As I submerged myself in the process of learning about what home is, I took the academic path and read sociological studies. So I shall start by summarizing what I have learnt. But this is an intimate problem and I doubt that research will be in any way comforting or useful. So the idea is to write fictional accounts of real human stories. I am genuinely excited to see what I find out. 


Strolling down the literary path compels me to end this introductory post with a few examples from books that I have read and that struck a cord in reference to the idea of home. Enjoy!

Trees, by Herman Hesse

A longing to wonder tears my heart when I hear trees rustling in the wind at evening. If one listens to them silently for a long time, this longing reveals its kernel, its meaning. It is not so much a matter of escaping from one's suffering, though it may seem to be so. It is the longing for home, for a memory of the mother, for new metaphors for life. It leads home. Every path leads homeward, every step is birth, every step is death, every grave is mother. 

So the tree rustles in the evening, when we stand uneasy before our own childish thoughts: Trees have long thoughts, long-breathing and restful, just as they have longer lives than ours. They are wiser than we are, as long as we do not listen to them. But when we have learned how to listen to trees, then the brevity and quickness and the childlike hastiness of our thoughts achieve an incomparable joy. Whoever has learned how to listen to trees, no longer wants to be a tree. He wants to be nothing, except what he is. That is home. That is happiness.

West with the Night, by Beryl Markham 

I have learned that if you must leave a place that you have lived in and loved, and where all your yesterdays are buried deep, leave it any way, except a slow way, leave it the fastest way you can. Never turn back and never believe that an hour you remember is a better hour because it is dead. Passed years seem safe ones, vanquished ones, while the future lives in a cloud, formidable from a distance.

Giovanni's Room, by James Baldwin

Perhaps home is not a place, but simply an irrevocable condition.

The Honourable Schoolboy, by John le Caree

Home's where you go when you run out of homes. 

Night Train to Lisbon, by Pascal Mercier

We leave something of ourselves behind when we leave a place, we stay there, even though we go away. And there are things in us that we can find again only by going back there. 

Fool's Fate, by Robin Hobb

Home is people. Not a place. If you go back there after the people are gone, then all you can see is what isn't there anymore. 

Five Quarters of the Orange, by Joanne Harris

I let it go. It's like swimming against the current. It exhausts you.

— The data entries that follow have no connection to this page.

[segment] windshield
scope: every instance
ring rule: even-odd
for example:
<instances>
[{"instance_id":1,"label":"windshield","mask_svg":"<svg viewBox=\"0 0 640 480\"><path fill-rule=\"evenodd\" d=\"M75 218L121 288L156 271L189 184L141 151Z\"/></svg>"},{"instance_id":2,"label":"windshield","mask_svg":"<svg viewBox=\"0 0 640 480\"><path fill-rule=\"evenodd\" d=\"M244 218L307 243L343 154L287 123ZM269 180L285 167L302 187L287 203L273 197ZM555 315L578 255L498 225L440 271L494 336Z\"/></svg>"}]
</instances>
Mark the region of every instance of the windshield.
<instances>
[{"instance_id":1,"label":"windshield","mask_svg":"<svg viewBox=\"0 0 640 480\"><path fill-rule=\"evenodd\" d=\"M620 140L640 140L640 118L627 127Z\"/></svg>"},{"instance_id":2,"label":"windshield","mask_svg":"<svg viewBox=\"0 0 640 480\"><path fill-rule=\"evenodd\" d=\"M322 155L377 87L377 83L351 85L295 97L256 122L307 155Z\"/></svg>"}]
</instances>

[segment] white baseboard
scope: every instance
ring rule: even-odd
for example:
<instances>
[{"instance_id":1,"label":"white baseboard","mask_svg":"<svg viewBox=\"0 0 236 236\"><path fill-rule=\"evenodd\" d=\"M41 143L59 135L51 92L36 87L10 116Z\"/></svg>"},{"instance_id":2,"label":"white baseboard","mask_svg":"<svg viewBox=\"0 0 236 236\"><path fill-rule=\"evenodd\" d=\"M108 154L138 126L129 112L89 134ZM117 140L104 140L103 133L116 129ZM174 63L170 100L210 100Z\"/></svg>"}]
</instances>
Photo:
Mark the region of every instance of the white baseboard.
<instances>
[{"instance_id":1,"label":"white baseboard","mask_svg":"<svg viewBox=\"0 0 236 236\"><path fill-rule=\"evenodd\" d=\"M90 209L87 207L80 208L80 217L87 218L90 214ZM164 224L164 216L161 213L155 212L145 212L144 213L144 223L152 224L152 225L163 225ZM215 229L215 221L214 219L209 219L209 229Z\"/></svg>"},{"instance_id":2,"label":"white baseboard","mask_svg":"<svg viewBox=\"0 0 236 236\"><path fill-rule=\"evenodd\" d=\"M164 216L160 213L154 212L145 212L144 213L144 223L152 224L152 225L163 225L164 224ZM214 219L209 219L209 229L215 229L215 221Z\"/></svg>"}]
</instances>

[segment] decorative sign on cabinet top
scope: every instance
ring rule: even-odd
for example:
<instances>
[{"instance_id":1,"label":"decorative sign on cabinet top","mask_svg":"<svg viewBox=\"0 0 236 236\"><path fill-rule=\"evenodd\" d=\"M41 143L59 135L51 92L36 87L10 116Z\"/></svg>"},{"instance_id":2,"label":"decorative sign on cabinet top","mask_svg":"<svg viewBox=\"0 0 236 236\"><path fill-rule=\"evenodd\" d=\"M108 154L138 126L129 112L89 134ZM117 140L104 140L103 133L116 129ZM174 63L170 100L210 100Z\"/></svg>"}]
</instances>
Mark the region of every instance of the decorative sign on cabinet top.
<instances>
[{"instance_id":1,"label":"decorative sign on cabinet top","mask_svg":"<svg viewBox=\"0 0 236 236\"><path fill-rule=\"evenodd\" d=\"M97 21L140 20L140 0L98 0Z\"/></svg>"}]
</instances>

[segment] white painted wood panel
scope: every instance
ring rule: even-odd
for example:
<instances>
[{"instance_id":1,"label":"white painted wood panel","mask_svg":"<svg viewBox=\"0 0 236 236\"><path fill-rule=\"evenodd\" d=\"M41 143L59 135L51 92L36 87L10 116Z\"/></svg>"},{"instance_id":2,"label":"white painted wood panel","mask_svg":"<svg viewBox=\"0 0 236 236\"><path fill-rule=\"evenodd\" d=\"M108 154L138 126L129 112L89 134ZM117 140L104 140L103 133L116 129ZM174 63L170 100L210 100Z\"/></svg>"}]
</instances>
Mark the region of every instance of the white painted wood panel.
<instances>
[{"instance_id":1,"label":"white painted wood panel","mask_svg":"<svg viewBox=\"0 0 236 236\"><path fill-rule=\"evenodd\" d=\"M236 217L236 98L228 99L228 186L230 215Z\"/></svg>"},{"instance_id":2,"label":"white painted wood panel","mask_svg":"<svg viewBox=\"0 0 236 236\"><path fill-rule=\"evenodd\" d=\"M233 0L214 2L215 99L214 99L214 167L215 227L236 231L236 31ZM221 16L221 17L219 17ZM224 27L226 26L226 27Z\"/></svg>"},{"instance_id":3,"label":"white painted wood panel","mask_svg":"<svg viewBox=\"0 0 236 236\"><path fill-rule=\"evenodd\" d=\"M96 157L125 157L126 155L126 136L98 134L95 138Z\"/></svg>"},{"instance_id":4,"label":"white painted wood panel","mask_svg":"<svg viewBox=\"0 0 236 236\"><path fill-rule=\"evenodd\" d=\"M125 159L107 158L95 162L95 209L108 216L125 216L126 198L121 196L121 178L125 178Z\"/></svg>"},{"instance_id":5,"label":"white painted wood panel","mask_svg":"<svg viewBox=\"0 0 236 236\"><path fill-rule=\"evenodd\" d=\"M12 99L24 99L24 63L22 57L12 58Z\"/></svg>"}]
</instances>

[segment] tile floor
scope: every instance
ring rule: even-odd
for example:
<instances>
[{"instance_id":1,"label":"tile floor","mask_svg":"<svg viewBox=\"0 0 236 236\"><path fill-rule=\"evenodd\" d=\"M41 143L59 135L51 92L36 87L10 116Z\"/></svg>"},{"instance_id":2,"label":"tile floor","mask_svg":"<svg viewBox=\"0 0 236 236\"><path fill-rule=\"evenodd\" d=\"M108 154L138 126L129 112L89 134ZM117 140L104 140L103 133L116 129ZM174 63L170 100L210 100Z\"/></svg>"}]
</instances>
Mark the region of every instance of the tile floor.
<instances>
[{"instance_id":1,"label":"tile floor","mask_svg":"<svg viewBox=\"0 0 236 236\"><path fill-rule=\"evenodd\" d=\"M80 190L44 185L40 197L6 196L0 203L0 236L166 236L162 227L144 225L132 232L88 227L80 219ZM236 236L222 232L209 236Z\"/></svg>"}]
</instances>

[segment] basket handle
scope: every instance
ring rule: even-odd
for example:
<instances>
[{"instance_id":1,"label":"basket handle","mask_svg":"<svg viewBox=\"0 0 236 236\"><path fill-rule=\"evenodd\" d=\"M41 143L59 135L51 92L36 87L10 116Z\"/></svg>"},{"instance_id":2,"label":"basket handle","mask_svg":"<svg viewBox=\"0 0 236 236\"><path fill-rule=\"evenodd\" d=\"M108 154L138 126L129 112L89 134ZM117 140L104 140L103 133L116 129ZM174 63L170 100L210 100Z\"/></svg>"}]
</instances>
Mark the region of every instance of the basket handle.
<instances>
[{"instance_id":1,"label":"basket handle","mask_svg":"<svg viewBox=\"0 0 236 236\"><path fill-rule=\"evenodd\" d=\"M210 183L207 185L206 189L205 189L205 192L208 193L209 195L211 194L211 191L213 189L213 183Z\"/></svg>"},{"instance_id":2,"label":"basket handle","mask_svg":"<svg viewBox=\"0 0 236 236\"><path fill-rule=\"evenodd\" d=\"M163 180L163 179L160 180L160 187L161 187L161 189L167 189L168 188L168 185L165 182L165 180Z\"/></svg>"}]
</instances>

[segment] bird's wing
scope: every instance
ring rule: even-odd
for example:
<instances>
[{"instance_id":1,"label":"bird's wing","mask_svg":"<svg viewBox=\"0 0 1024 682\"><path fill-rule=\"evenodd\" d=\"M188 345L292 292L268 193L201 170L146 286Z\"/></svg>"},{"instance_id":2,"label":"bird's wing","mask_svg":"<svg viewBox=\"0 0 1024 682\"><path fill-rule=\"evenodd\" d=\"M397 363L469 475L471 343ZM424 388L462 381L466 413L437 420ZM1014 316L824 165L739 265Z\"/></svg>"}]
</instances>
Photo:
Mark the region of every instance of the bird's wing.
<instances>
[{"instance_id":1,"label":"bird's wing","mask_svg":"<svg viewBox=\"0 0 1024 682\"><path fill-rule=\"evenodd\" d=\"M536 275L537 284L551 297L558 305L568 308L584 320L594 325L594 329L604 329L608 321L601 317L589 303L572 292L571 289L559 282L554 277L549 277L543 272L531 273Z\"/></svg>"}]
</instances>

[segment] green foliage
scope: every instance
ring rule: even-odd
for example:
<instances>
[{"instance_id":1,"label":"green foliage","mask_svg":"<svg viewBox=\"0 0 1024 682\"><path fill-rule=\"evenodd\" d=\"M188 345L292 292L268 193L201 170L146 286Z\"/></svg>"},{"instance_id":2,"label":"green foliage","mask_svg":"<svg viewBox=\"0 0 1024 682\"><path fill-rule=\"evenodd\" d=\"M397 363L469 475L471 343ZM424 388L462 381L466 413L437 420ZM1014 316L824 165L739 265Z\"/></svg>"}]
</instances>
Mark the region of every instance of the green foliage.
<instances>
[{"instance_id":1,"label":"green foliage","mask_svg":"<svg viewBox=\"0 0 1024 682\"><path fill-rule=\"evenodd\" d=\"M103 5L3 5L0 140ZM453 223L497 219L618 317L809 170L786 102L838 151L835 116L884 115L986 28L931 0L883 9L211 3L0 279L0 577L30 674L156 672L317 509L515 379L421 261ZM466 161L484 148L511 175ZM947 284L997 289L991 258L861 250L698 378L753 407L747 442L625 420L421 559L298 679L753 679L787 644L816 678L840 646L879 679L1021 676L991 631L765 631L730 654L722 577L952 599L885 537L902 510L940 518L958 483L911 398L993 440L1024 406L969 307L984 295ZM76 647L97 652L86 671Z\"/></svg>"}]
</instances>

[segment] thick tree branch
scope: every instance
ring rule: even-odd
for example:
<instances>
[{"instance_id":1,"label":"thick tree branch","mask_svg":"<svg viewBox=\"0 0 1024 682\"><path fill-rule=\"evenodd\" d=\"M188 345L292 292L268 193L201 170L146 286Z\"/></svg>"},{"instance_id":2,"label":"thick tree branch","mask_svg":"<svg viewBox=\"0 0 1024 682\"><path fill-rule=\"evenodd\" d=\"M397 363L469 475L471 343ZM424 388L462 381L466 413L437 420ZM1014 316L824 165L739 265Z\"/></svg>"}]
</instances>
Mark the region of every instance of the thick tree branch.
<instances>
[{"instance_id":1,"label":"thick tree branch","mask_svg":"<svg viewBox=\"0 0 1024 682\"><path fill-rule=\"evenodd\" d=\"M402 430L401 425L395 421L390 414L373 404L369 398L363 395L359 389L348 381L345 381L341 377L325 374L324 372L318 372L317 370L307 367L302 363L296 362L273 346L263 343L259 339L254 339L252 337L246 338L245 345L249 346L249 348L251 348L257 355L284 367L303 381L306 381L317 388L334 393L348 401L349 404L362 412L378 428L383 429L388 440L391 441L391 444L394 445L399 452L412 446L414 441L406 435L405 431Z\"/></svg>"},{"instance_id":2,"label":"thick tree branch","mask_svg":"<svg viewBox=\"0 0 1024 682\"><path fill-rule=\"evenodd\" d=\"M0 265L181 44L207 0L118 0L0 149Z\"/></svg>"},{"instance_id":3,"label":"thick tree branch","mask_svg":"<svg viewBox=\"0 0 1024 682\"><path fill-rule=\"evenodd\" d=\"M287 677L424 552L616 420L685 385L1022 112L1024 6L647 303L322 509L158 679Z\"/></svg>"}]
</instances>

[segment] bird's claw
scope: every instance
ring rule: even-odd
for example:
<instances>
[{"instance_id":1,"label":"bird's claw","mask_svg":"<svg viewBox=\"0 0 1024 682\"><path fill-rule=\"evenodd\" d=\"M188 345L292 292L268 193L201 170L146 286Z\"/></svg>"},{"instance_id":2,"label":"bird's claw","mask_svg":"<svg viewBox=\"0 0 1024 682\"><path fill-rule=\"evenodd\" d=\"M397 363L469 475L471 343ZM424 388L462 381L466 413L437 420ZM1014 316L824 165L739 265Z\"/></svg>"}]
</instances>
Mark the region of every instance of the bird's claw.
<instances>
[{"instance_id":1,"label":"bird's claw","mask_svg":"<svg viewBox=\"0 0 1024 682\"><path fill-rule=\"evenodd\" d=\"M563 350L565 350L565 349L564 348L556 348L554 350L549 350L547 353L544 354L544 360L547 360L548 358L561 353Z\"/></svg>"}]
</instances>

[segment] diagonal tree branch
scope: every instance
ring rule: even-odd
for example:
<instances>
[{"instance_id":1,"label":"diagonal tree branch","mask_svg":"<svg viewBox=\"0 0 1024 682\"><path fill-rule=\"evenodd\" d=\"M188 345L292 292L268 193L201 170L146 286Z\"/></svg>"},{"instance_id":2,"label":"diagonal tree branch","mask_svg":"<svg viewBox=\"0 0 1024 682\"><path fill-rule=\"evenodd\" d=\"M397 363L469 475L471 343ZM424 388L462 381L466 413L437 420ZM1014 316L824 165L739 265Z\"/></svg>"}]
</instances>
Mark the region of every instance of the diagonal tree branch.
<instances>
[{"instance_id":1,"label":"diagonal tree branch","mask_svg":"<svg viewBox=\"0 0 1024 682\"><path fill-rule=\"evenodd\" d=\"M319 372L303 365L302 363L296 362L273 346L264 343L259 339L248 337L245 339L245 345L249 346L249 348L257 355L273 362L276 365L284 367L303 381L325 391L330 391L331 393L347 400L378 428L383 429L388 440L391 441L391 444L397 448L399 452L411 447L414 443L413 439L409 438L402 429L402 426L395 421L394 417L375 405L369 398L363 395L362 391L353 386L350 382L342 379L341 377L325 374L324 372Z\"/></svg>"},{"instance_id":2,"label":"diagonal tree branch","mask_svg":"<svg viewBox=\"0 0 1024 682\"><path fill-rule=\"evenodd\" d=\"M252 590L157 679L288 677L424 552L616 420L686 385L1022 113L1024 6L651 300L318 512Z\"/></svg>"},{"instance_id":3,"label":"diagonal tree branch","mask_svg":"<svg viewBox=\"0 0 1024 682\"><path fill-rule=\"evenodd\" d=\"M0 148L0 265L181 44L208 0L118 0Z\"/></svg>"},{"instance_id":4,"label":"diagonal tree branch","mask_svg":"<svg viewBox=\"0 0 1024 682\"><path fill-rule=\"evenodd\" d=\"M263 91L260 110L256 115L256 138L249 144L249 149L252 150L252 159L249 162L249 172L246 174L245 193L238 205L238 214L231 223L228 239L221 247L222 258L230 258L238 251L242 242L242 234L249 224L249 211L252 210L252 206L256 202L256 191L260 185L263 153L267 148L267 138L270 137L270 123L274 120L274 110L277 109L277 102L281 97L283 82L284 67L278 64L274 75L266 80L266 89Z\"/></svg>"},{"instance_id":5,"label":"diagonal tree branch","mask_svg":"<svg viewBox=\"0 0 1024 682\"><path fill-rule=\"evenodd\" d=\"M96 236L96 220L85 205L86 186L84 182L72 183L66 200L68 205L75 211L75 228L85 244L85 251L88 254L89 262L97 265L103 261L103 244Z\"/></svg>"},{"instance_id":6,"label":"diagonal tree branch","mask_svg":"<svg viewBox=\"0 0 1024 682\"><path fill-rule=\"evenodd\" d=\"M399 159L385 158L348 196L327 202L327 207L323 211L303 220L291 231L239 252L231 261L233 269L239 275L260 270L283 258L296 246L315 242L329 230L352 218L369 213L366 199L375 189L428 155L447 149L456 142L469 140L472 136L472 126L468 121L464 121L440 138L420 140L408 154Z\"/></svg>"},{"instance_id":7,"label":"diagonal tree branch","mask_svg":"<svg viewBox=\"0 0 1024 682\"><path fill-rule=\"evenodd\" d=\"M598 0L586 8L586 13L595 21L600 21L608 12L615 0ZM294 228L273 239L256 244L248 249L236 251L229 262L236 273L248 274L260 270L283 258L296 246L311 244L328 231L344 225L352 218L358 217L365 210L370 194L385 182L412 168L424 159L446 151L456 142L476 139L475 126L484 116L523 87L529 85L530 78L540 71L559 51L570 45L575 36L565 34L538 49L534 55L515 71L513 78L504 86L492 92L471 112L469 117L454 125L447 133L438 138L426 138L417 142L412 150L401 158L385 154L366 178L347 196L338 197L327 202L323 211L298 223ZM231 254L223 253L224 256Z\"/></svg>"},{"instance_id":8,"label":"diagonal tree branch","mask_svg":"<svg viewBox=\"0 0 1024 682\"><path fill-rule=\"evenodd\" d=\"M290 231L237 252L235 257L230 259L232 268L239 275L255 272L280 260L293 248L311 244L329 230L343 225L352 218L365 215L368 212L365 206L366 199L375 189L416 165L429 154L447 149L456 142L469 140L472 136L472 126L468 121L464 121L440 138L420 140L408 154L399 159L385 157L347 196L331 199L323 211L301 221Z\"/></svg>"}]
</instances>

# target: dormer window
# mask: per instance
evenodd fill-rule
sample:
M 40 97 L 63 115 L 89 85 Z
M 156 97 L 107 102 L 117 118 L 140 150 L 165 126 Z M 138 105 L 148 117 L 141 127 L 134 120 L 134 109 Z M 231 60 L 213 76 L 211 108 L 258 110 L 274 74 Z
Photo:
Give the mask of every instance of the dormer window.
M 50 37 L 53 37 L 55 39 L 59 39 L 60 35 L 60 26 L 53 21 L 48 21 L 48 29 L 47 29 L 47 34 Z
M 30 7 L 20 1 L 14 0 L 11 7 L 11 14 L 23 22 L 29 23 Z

After a while, whoever you are, you just have to let go, and the river brings you home. 

The Tent, by Margaret Atwood

A home filled with nothing but yourself. It's heavy, that lightness. It's crushing, that emptiness. 

The Lazarus Project, by Alexander Hemon

Home is where somebody notices when you are no longer there. 

Angle of Repose, by Wallace Stegner 

Home is a notion that only nations of the homeless fully appreciate, and only the uprooted comprehend.